4. Get an internship and build a network

Carter Burks, Senior Electrical Engineer, Lockheed Martin Missiles and Fire Control:

Personal contacts and advocates within the company to call upon when you graduate are priceless. It’s an easy way of pulling your resume to the top.

Check out your university’s internship and job opportunity resources for more information.

5. Don’t define yourself by your major

Brian Foy, Lockheed Martin Engineer:

Engineering problems in the real world are always multidisciplinary, so it’s important to branch out and learn subjects outside of your discipline.

6. Always, always continue to learn

Tom Byrd, Lockheed Martin Fellow, Lockheed Martin Missiles and Fire Control:

When I graduated from college I thought I wanted to be an Application-specific integrated circuit (ASIC) designer. During my first couple of work assignments, I really saw that I enjoyed electrical power work, so I took a Power Electronics class and continued to learn while on the job.

Hal Babb, Lockheed Martin Fellow:

Attempt to develop proficiency in a language other than English. Foreign language proficiency is a real plus. You choose the language; hopefully one you can practice regularly.

7. Think about the current market and focus on applications

Pamela Bhatti, Assistant Professor, Georgia Tech:
Always keep applications in mind as the field changes based on the applications driving the market.

8. Do not assume

Well, this one is true for everyone.

Martin Brooke, Associate Professor, Duke University Department of Electrical and Computer Engineering:

Try not to go into the field assuming too much. You will be blown away by the variety of careers out there for engineers.

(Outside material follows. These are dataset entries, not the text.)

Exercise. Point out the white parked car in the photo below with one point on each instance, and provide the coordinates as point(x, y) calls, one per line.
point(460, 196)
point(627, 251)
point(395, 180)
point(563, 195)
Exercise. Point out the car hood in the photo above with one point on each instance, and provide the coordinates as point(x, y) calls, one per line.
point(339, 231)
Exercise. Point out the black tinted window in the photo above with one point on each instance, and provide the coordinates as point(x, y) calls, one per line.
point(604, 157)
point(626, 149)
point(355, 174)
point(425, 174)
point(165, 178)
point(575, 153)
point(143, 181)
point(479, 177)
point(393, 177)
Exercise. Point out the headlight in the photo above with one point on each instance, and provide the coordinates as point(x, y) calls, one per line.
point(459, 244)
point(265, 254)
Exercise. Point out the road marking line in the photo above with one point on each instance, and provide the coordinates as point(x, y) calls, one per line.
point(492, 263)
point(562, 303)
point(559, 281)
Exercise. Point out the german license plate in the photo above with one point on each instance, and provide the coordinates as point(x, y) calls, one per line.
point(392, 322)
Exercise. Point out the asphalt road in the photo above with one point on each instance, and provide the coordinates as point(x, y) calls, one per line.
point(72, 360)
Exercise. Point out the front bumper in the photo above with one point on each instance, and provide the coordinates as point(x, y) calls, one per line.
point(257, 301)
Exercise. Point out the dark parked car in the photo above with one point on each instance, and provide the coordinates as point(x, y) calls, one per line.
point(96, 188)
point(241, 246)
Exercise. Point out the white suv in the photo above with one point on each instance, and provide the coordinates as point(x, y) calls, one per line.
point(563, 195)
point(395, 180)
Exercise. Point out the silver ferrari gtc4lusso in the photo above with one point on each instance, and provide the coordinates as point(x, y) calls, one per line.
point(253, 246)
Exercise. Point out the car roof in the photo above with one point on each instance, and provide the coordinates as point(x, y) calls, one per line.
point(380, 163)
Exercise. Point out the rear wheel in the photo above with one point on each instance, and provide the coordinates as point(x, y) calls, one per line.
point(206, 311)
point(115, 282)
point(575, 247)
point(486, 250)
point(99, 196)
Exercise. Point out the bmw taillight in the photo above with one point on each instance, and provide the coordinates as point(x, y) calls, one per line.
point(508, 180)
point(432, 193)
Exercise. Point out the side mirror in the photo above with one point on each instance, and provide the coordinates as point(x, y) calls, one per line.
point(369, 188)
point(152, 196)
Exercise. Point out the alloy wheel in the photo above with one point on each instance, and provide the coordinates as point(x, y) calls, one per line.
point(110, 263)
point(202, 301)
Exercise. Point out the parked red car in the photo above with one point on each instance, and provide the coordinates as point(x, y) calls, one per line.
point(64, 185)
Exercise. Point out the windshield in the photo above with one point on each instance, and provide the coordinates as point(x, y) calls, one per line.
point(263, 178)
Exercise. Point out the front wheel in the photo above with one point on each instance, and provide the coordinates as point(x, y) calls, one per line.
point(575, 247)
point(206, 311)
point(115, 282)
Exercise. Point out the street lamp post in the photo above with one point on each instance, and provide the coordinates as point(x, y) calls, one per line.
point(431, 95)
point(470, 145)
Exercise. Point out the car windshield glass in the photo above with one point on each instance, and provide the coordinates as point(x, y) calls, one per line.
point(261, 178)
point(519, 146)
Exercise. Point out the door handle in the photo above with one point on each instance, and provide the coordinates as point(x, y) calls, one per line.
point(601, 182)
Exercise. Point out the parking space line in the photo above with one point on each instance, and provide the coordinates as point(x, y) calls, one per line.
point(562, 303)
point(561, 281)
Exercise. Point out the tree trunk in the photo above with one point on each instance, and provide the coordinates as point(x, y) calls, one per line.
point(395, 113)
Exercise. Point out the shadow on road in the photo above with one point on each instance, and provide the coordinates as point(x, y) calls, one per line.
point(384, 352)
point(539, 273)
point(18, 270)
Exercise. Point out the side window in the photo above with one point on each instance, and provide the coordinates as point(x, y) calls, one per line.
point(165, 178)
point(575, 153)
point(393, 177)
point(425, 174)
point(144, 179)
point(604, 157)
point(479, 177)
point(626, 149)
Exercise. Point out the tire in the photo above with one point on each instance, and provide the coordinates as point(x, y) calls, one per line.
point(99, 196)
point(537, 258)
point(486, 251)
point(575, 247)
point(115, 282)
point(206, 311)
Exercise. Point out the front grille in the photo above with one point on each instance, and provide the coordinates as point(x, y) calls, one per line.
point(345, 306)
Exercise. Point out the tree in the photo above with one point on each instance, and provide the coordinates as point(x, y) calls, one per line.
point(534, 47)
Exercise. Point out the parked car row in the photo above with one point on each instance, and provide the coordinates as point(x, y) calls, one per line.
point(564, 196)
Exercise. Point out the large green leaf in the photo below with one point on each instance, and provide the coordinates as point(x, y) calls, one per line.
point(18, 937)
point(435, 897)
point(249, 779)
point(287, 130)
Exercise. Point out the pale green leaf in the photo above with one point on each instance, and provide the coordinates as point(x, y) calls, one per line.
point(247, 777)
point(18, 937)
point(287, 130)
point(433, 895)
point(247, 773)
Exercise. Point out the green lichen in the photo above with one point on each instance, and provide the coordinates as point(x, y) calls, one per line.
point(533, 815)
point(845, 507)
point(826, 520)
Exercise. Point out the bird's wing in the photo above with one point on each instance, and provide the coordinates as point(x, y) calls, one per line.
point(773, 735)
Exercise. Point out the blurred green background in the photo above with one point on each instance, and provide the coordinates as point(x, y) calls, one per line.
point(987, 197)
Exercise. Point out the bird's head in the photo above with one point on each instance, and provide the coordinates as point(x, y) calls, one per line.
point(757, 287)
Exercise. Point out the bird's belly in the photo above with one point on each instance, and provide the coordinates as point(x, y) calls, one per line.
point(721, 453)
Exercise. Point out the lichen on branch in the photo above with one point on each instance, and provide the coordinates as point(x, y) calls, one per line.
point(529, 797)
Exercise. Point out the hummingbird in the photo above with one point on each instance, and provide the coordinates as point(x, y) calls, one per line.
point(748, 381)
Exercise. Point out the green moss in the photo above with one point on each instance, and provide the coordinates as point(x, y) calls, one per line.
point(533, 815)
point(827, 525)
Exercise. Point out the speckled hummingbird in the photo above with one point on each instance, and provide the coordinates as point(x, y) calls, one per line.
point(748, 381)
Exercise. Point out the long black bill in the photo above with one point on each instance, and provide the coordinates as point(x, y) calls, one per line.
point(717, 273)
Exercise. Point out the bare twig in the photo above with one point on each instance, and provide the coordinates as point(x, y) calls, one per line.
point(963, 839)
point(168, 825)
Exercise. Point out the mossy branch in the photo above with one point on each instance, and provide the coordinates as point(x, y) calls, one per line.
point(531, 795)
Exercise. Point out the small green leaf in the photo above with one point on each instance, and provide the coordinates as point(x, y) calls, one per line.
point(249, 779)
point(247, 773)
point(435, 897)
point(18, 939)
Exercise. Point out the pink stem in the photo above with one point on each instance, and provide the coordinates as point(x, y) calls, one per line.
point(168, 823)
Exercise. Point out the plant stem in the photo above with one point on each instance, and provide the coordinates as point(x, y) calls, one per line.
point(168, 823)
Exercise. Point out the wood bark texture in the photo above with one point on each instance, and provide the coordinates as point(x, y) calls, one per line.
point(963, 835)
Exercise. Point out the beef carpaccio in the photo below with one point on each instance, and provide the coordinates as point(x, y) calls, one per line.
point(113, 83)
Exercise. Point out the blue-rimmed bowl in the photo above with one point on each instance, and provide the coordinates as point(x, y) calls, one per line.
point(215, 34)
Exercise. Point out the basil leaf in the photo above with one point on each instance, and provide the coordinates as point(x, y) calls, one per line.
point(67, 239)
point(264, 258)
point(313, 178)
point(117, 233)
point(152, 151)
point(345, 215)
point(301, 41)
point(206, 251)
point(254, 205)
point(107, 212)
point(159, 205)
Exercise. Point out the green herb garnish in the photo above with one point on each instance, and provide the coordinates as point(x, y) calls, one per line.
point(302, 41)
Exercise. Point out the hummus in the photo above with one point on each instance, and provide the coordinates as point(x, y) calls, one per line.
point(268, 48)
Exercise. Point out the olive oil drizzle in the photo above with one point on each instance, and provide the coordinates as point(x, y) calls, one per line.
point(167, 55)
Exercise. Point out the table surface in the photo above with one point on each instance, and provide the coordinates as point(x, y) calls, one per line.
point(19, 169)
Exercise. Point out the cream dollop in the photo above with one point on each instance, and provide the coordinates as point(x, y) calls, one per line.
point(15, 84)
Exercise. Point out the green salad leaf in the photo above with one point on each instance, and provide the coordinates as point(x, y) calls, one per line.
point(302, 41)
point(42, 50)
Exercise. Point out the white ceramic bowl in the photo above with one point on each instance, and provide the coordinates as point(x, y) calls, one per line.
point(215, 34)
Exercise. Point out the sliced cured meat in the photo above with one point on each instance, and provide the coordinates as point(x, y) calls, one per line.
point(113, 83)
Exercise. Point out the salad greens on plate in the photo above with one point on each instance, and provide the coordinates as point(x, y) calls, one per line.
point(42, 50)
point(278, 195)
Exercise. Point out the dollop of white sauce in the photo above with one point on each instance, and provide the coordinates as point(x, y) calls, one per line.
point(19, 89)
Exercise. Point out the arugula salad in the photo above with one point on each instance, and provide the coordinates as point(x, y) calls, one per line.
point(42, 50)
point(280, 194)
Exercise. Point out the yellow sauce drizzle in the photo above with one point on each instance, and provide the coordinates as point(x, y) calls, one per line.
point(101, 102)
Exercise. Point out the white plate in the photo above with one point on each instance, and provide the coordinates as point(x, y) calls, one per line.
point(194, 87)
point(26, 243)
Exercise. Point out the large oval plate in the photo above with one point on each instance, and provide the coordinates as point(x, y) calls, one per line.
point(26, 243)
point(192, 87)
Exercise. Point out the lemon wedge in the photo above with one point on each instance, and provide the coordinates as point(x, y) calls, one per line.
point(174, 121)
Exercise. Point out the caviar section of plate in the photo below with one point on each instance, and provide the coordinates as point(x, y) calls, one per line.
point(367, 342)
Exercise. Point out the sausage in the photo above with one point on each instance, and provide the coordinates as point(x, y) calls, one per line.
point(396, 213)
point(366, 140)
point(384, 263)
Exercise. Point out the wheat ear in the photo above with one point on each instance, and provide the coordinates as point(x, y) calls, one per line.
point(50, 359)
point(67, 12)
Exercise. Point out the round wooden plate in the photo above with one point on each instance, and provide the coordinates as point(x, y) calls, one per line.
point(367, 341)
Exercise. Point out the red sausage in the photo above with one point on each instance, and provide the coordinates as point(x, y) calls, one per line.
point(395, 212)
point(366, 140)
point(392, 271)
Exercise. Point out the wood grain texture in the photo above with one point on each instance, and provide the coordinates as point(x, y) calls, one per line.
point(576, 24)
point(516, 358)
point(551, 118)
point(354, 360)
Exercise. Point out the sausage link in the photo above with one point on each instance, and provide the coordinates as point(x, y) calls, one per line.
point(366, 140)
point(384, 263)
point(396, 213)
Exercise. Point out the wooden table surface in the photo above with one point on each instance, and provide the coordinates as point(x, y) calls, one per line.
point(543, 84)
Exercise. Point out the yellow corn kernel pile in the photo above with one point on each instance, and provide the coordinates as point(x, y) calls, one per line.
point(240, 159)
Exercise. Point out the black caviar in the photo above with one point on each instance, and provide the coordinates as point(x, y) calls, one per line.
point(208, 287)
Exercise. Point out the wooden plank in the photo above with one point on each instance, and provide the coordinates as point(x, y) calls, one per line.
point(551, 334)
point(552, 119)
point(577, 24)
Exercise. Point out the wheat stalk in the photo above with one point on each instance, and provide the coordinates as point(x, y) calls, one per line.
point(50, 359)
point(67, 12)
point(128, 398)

9. Create a solid foundation

Phil Cheng, Systems Engineer, Lockheed Martin:

It is very useful at the start of one’s career to work on a product in which the engineer can get involved in the details, develop new skills and see the end results of their work quickly. From there, the engineer can expand to larger projects and eventually whole systems development.


10. It may be difficult, but it's rewarding
Indira Negi, New Devices Group, Intel Corporation:
It seems like a lot of work in the beginning, but it can really be a very creatively satisfying field. Once you've got the building blocks, you can create anything you can imagine!